Erin believes this made her small town the “perfect target for the burgeoning concierge medicine model.”
With all the wealth of the town, and an aging population, there is a tendency for people to be afraid of change. The Affordable Care Act, and the debates around it, scared the heck out of many older folks.
Then in walks a company offering a concierge medicine setup for Erin’s family doctor. The doctor chooses 600 select patients from his client list, and those people buy into a VIP program. The program costs about $1,600 a year per person. The breakdown is that $1,000 goes to the doctor, and $600 goes to the company setting up the concierge service. The patients who shell out the cash upfront, can continue to see their doctor. Those patients are special, because others have not been given the opportunity to join the “club” (or declined out of “sticker shock”).
This two-tier notion of healthcare present in concierge medicine is something we’ve distanced ourselves from. As a Direct Care practice, we charge our patients only $600 per year for what we consider the be A SUPERIOR SERVICE.
And get this– we still profit as does any successful business. Which does raise a difficult question: What kind of treatment do “VIP patients” get for that extra $1,000 they are paying?
The answer is, they actually get the exact same coverage they were already entitled to through their regular insurance policy. In fact, all the red tape is still tied around the whole spectacle. To us, concierge medicine wit insurance ties is like being able to cut in line, and get to all the bureaucratic entanglements faster. It’s literally like paying more for easier appointments and more time with your doctor — important things, yes — but at the end of the day, you’re still blindsided by obscured charges. And these VIP doctors still ahve to jump through hoops to get reimbursed for their work.
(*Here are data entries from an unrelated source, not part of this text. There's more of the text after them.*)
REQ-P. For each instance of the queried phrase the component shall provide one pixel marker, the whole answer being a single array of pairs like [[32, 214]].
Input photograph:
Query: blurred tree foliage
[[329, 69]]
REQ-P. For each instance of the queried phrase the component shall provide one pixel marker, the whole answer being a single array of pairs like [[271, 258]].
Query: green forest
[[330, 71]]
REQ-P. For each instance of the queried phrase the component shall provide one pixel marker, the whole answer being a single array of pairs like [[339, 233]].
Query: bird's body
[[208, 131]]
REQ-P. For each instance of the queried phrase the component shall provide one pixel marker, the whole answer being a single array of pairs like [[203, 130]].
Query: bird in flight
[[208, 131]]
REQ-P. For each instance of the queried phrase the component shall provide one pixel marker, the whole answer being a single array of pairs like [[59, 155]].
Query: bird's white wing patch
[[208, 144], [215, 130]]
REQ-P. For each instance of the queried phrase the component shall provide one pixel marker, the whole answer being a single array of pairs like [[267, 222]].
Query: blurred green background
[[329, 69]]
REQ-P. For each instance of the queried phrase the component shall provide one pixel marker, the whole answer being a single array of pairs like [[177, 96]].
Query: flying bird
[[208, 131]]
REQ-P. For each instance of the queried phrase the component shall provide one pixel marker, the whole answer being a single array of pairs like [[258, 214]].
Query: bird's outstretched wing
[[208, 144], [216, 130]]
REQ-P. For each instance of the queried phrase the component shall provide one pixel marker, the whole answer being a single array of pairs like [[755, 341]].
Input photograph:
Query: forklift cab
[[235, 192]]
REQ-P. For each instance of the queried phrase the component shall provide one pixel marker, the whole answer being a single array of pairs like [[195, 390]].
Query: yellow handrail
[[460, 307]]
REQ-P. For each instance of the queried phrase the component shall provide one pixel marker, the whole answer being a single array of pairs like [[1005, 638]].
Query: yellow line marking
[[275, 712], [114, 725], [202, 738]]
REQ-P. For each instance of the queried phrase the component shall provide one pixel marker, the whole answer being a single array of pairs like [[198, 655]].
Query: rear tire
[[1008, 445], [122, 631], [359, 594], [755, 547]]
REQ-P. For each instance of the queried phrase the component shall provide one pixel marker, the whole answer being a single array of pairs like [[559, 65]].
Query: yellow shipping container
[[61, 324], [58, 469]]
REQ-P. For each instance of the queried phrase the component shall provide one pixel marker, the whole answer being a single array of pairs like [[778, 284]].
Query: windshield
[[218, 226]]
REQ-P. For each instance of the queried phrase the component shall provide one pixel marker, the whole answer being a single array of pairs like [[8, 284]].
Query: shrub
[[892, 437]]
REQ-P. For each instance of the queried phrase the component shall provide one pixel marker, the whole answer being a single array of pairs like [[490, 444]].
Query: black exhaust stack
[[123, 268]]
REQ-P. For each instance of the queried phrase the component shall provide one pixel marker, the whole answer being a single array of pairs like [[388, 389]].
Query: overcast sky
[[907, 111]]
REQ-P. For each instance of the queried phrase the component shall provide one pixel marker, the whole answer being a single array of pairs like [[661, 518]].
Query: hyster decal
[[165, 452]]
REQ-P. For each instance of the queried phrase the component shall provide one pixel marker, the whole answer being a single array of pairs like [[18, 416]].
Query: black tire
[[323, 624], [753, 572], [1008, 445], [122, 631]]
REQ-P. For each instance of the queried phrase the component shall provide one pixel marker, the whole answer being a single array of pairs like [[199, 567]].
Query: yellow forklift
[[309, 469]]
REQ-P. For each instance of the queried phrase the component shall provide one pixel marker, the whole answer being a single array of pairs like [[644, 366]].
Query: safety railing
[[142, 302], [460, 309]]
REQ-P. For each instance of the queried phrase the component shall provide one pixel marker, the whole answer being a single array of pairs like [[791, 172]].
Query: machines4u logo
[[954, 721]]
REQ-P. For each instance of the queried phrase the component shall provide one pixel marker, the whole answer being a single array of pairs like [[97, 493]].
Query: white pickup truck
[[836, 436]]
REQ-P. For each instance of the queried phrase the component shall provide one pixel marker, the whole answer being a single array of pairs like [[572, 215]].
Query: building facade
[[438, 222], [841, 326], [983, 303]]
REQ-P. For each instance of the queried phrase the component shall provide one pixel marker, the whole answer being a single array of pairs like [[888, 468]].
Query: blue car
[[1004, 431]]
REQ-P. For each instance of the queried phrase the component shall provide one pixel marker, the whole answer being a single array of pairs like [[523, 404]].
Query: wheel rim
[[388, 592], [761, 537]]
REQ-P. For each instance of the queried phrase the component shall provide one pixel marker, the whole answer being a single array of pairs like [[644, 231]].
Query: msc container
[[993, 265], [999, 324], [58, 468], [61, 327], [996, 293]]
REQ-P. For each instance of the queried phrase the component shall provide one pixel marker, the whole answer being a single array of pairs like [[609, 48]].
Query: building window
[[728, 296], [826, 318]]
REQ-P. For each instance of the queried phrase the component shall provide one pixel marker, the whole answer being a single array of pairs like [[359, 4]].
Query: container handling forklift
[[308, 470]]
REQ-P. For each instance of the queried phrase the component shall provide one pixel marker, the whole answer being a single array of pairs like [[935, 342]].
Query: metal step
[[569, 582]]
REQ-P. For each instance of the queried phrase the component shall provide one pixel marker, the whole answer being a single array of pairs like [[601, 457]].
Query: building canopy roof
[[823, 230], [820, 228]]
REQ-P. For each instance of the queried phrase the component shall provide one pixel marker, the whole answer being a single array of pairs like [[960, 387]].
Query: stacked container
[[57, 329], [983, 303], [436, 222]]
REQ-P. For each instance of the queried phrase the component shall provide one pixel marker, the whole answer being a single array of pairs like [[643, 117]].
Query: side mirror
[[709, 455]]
From the VIP doctor’s point of view, this concierge service allows them to have less clients to care for, without losing income, and that is nice. But it doesn’t change THAT MUCH for their select patients.
In the case of this “concierge medicine” where the only benefit is “access” we have to question the motive. Side by side, compared to Direct Care’s retainer-based model, you’ll notice a major difference. We’re fighting to make doctors “more accessible.” While yes, we can each only see about 600 patients effectively, we can do so with a quality unparalleled in the fee-for-service world.
We also become more than just talking heads, distracted during visits, taking notes so we can make necessary ICD-9 transcriptions in order to get paid… Instead, we become ambassadors for our patients’ health. We provide pills for pennies each, we negotiate for labs and tests that need to be run, so that bills come out in the low hundreds (as much as if your fridge broke) instead of the $4,000 bills for one MRI that we’ve seen.
It’s a fine line, but as physicians, we should be careful that in our pursuit of happiness, we don’t just willfully charge wealthy patients more money so that we can lead more comfortable lives. We need to remember that it’s about how much of an impact we can make in improving patient health.